Но Тася не понимала английского языка. Да если бы и понимала, то не обратила бы ни малейшего внимания на замечание гувернантки. Она была вполне счастлива, потому что Тарочка и Митюша – её закадычные друзья – хохотали во все горло над её проделкой, в то время как Павлик и Леночка старались успокоить разобиженного Викторика.
– Дети, обедать! Обедать скорее! – послышался в эту минуту голос Нины Владимировны из комнаты.
И вся толпа маленьких гостей, в сопровождении своих юных хозяев, двинулась в столовую.
Тася первая бросилась к столу, y которого хлопотала чистенькая симпатичная старушка в ослепительно белом чепце.
– Есть хочу! Есть! Есть! Есть! – кричала Тася на всю комнату.
– Да ты бы, Тасюшка, раньше гостей рассадила, – укоризненно покачала головой няня, мельком взглянув на свою воспитанницу.
– Не твое дело, молчи, нянька! – сердито буркнула себе под нос та.
– Вы невозможная девочка! – тихо, но внушительно произнесла Марья Васильевна, наклоняясь к уху Таси.

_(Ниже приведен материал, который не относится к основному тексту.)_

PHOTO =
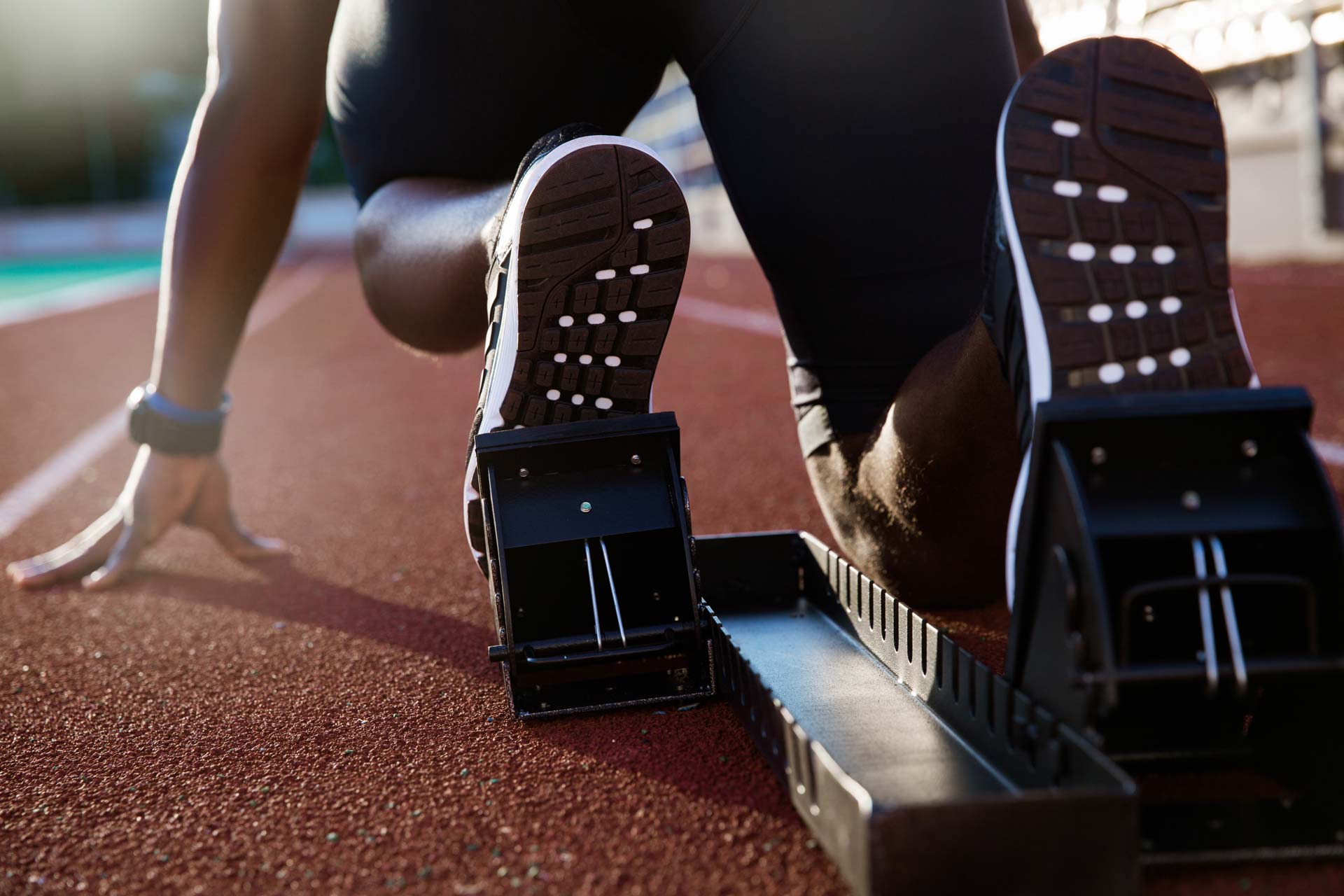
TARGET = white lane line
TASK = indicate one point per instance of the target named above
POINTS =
(1331, 453)
(80, 296)
(33, 492)
(742, 318)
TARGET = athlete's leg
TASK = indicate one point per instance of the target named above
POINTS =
(857, 143)
(421, 248)
(435, 105)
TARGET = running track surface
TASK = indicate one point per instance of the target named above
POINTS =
(330, 722)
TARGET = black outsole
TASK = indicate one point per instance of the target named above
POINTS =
(1138, 118)
(580, 220)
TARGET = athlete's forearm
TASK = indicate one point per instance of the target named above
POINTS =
(232, 206)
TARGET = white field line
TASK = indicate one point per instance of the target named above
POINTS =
(742, 318)
(80, 296)
(33, 492)
(1331, 453)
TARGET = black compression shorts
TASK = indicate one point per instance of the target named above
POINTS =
(855, 139)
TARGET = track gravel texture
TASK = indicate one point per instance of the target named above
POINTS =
(328, 722)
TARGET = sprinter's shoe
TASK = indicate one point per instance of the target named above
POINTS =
(585, 276)
(1113, 213)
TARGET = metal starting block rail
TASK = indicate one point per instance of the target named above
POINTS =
(1175, 668)
(1174, 675)
(589, 542)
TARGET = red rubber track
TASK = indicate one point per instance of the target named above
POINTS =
(331, 723)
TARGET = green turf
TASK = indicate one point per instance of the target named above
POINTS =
(30, 280)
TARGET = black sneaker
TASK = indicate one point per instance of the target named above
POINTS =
(585, 276)
(1113, 213)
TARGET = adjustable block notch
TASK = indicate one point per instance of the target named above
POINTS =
(1180, 601)
(590, 552)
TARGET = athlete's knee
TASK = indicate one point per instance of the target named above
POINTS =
(405, 292)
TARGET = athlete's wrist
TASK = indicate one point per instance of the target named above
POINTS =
(169, 428)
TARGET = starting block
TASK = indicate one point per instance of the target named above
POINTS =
(1180, 602)
(1174, 676)
(592, 566)
(1174, 673)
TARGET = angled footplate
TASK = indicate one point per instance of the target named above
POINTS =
(916, 766)
(590, 552)
(1180, 601)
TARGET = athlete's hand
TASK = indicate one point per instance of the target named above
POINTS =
(162, 489)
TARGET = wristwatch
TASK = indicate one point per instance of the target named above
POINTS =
(172, 429)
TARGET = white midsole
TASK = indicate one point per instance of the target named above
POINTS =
(1038, 349)
(505, 349)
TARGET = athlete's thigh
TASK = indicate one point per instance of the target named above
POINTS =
(437, 88)
(857, 141)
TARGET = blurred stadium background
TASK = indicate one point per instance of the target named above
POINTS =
(92, 130)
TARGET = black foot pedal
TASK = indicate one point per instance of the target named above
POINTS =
(594, 587)
(1180, 601)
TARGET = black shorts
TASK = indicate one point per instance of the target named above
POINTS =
(855, 139)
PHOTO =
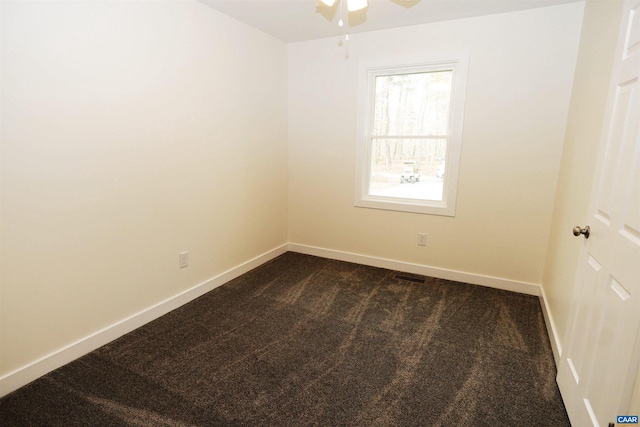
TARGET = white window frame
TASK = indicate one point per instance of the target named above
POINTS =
(368, 71)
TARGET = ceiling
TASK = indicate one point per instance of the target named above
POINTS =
(299, 20)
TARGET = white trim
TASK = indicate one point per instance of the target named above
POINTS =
(552, 331)
(23, 376)
(425, 270)
(458, 63)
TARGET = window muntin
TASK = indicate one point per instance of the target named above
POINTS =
(410, 135)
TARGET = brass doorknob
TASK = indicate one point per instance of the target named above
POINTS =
(578, 231)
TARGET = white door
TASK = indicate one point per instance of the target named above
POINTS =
(598, 367)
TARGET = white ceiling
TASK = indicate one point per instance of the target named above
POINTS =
(299, 20)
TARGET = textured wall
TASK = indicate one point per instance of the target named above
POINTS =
(131, 131)
(521, 71)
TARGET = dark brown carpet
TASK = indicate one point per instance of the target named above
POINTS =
(308, 341)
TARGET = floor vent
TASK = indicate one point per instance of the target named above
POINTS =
(409, 278)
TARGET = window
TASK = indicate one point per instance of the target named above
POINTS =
(410, 133)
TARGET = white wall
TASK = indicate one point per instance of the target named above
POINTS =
(520, 78)
(584, 131)
(130, 131)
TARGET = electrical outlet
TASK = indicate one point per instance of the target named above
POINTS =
(184, 259)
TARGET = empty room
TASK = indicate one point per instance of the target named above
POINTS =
(319, 212)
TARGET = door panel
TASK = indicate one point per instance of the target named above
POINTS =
(598, 368)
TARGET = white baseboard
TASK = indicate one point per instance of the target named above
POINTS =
(35, 370)
(425, 270)
(554, 338)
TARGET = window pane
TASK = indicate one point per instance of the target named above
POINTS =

– Вы невозможная девочка! Вы невозможная девочка! Вы невозможная девочка! – запела на разные голоса Тася, ужасно разевая рот и размахивая руками и ногами в такт песни. – Ай! Ай! Ай! – закричала она неожиданно, прерываясь, – мои любимые пирожки с капустой! Дайте мне первой! Первой мне, мне, мне, мне!
Мисс Мабель, строгая, чопорная англичанка, прекрасно воспитавшая детей Извольцевых, почти с ужасом смотрела на красную, крикливую девчонку, не умевшую вести себя за столом. Нини и Мери молча жались друг к другу. Они даже как будто побаивались этой шумной, бойкой не в меру проказницы. A брат их только бросал на Тасю презрительные взгляды и молча пожимал плечами.
– Что ты смотришь так? Выпучил глаза и смотрит, как таракан! – накинулась на него проказница. – Что мне весело? Ужасно удивительно, право. Не могу же я сидеть, как глупая кукушка, и любоваться вами. Павлик говорит, что у них в корпусе кто живее и шаловливее – того и любят больше. A вот ты зато и не мальчик-кадет, a верченая кукла на пружинах, вот ты кто!
– Тася! Тася! – укоризненно шептала на ухо сестра Леночка. – Ведь эго наши гости!
Как раз в эту минуту Нина Владимировна вошла в столовую и Тася при виде матери вспомнила, что обещала ей вести себя прилично.
Она разом подтянулась и притихла, но ненадолго. Вскоре она совсем забыла свое обещание, громко кричала и хохотала на весь стол, задевала детей, проливала воду и, наконец, дошла до того, что, свернув салфетку, изо всех сил швырнула ее в лицо Викторика.
Салфетка попала как раз в тарелку с супом и разлетевшиеся во все стороны брызги залили и нарядный военный мундирчик маленького Извольцева, и прелестные платьица сидевших по обе его стороны сестриц.
– Ловко! – прошептала, давясь от смеха, Тарочка Раева на ухо Таси, шалости которой она очень одобряла.
– Молодец, Тася, – вторил сестре толстяк Митюша.
– Тася! – строго прикрикнула мама с другого конца стола.
– Нет, это уже слишком! – произнесла, густо краснея, Марья Васильевна и тотчас же добавила суровым тоном: – Вы останетесь без сладкого сегодня.
На сладкое была подана любимая Тасина земляника.
Все дети с удовольствием принялись за вкусное лакомство.
Тася делала вид, что она решительно равнодушна к спелым вкусным ягодам и преспокойно в это время катала по тарелке хлебные шарики, или под шумок представляла своей соседке Тарочке по очереди всех детей Извольцевых.
И Тарочка, и Тася так и покатывались со смеха.